万博の地でオーストリアの魅力を再発見 3都市・4団体が観光プロモーション

 大阪・関西万博のオーストリアパビリオンにてこのほど、同国の観光局および文化施設、ホテルなどによる観光プロモーションイベントが開催された。ウィーン、リンツ、ザルツブルクの三都市から来日した担当者による最新情報の紹介に加え、葛飾北斎の浮世絵をあしらったグランドピアノの演奏やオーストリア料理の提供を通じて、多面的な魅力を発信した。

オーストリアパビリオン

 ウィーンからは、日本からの来館者が年間20万人にのぼるというウィーン美術史博物館のパウル・フライ氏が登壇。ハプスブルク家が収集した至宝を所蔵する同館の特色に加え、「世界で最も美しいカフェ」と称される館内カフェの魅力や、クリムト関連の特別展など今後の展開を紹介した。

 次に紹介されたリンツは、2014年にユネスコ創造都市メディアアーツ分野に指定されたことから、デジタルアートの中心地として注目を集める。観光局のシュテファン・ゼレンカ氏は、未来型ミュージアム「アルス・エレクトロニカ・センター」や、壁画ハーバーと呼ばれる屋外アートエリア、そして地元菓子リンツァートルテの魅力を伝えた。ブルックナーを称える音楽祭などイベントも多く、滞在中に体験できる文化資源は非常に豊富だ。

 ザルツブルクからは市観光局のモラス彩子氏と、ホテル・シュロス・レオポルヅクロンのカリン・プファイフェンベルガー氏が登壇。映画『サウンド・オブ・ミュージック』公開60周年の節目を迎え、関連ツアーやガラ公演などの特別企画が進行中であることが紹介された。また、今年5月から新たに始まった「ゲストモビリティチケット」についても言及。これはザルツブルク州全域の公共交通機関が乗り放題となるチケットで、州内に宿泊する全てのゲストに提供されるという。利用は宿泊期間中有効で、利便性が向上している点も強調された。

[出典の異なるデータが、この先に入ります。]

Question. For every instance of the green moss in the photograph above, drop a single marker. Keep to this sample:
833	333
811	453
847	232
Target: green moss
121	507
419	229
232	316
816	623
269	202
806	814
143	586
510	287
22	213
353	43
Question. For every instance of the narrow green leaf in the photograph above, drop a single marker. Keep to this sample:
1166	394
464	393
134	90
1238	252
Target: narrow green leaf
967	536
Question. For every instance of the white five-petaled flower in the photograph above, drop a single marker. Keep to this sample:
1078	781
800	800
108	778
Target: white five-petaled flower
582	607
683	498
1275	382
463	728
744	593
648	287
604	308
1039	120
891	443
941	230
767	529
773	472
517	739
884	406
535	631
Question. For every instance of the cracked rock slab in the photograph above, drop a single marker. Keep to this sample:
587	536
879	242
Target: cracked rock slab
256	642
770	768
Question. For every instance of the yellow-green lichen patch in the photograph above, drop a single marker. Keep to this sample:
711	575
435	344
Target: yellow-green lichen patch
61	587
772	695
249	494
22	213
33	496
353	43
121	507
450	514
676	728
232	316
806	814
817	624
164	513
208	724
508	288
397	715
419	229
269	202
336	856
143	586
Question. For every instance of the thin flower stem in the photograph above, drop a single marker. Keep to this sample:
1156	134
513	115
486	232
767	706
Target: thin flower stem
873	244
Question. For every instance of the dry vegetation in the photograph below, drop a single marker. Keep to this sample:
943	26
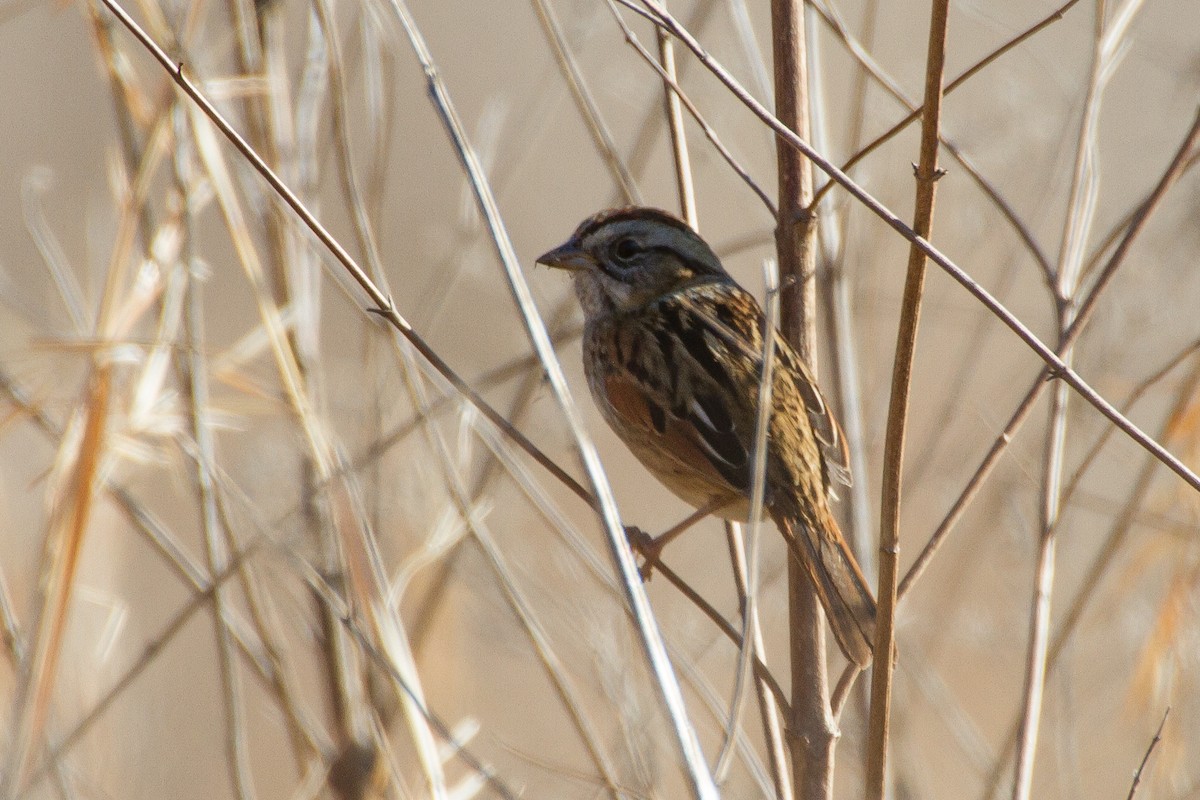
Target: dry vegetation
259	542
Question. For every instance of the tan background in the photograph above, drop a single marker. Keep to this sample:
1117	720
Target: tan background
963	633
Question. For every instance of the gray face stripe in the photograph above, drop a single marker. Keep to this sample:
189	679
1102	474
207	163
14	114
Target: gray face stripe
652	235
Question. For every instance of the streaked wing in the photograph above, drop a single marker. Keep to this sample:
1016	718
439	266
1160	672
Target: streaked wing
743	334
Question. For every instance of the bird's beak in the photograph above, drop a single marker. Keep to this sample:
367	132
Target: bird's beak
567	257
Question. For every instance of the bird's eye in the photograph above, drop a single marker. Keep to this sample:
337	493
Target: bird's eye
627	248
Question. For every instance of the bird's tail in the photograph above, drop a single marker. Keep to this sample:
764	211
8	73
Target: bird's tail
838	581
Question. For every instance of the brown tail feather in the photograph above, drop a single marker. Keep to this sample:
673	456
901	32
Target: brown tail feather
839	583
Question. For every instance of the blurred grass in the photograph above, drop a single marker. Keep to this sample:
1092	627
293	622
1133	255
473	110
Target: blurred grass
136	245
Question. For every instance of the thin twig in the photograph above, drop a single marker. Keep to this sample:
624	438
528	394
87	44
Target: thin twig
1145	759
1056	366
586	103
1041	383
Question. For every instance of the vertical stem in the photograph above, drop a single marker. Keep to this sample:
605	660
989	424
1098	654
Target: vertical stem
898	410
813	734
678	139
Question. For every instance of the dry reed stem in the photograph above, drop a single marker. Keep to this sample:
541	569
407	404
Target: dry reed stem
1083	317
1060	370
927	174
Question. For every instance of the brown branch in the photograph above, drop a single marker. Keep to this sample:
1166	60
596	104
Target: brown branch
1145	759
1056	366
898	410
811	732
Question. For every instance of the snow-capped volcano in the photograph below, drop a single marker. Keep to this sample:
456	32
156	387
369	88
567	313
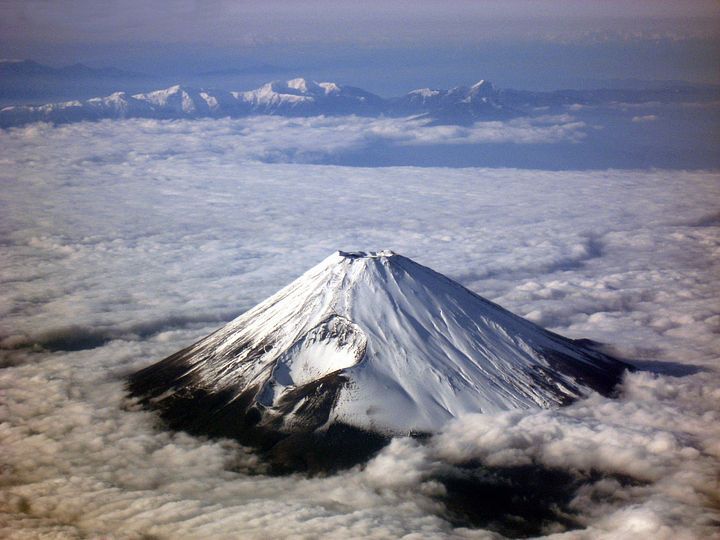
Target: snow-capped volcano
373	341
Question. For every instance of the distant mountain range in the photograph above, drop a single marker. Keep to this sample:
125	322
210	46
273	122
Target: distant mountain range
302	97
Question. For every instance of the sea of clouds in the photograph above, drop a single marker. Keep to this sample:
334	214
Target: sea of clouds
122	242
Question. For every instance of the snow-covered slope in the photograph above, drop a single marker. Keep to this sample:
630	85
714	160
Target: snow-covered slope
294	97
300	96
377	342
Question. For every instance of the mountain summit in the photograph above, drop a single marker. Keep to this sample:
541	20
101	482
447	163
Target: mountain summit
374	342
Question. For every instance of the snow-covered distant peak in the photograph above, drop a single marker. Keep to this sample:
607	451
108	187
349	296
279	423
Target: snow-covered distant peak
303	85
382	344
425	92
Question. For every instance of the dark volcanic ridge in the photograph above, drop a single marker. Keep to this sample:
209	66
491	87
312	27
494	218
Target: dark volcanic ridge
361	348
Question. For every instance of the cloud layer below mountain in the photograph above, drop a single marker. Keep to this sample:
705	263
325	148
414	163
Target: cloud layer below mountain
123	242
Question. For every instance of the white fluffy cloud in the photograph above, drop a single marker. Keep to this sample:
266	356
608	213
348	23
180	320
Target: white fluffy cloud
122	242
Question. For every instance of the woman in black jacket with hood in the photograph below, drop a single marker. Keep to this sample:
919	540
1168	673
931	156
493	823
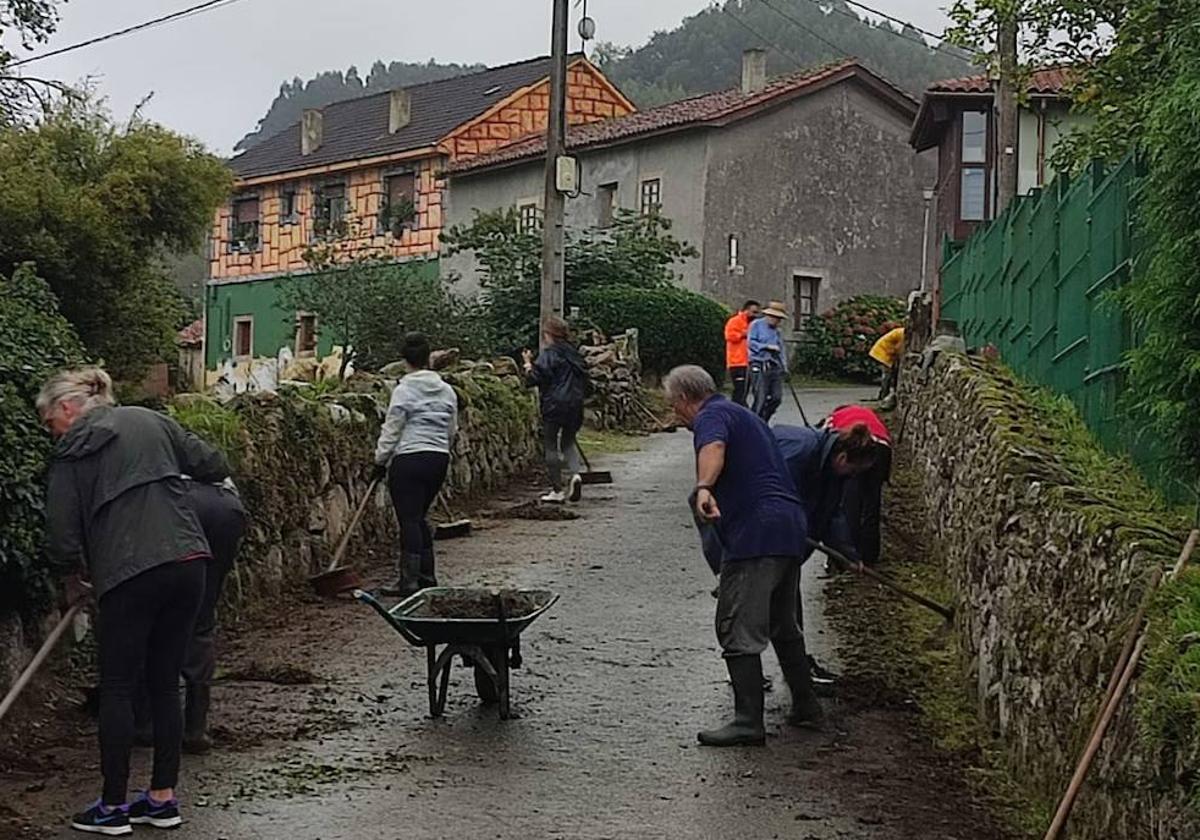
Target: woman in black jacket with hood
561	376
118	504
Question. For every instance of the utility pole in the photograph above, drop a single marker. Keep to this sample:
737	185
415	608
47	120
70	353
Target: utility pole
552	264
1006	111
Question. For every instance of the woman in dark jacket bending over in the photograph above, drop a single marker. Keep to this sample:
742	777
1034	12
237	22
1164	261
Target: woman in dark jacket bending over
561	376
117	503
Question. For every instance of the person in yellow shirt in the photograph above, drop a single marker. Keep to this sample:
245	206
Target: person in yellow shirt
887	352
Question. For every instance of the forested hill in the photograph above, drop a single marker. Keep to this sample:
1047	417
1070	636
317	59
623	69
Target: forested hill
335	85
702	54
705	53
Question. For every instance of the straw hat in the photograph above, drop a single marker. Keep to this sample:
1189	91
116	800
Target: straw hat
775	309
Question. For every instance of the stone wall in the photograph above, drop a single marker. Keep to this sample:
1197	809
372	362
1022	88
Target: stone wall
1049	543
305	461
616	381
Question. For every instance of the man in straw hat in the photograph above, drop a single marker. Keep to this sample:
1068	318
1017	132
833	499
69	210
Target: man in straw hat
757	526
768	360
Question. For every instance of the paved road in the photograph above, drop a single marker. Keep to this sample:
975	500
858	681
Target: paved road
618	678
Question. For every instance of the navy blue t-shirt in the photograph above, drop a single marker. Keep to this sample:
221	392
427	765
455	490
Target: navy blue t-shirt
761	511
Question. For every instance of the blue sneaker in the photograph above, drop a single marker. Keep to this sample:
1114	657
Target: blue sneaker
147	811
100	819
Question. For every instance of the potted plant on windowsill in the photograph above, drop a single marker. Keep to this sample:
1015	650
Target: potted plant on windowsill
399	217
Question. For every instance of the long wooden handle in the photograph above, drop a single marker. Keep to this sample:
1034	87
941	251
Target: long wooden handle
39	658
1113	699
880	577
354	523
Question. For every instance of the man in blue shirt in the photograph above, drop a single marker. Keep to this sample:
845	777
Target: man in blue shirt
744	491
768	360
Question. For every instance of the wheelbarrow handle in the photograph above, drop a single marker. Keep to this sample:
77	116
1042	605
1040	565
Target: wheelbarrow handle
397	625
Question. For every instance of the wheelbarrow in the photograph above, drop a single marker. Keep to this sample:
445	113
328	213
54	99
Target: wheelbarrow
480	625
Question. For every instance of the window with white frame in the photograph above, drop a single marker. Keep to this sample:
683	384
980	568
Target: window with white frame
528	219
243	336
652	196
808	291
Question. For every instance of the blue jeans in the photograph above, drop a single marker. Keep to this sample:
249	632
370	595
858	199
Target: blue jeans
767	381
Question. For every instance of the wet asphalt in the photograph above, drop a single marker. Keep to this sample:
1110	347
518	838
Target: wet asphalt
617	679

 さらに、ザルツブルク市内にある歴史的宮殿ホテル、シュロス・レオポルヅクロンの紹介では、音楽祭などの開催実績に加え、サウンド・オブ・ミュージックのロケ地としての認知度や文化的背景が語られた。バロック様式の格式高い部屋や花々が咲き誇る庭園など絶好の撮影スポットとしての魅力も訴求した。

 プレゼンテーション終了後には、パビリオン1階にて、浮世絵「神奈川沖浪裏」をあしらったグランドピアノでピアニスト久元祐子氏による演奏が行われた。楽曲はオーストリアにゆかりのある作曲家によるもので構成され、訪問者にとって五感で楽しめるひとときとなった。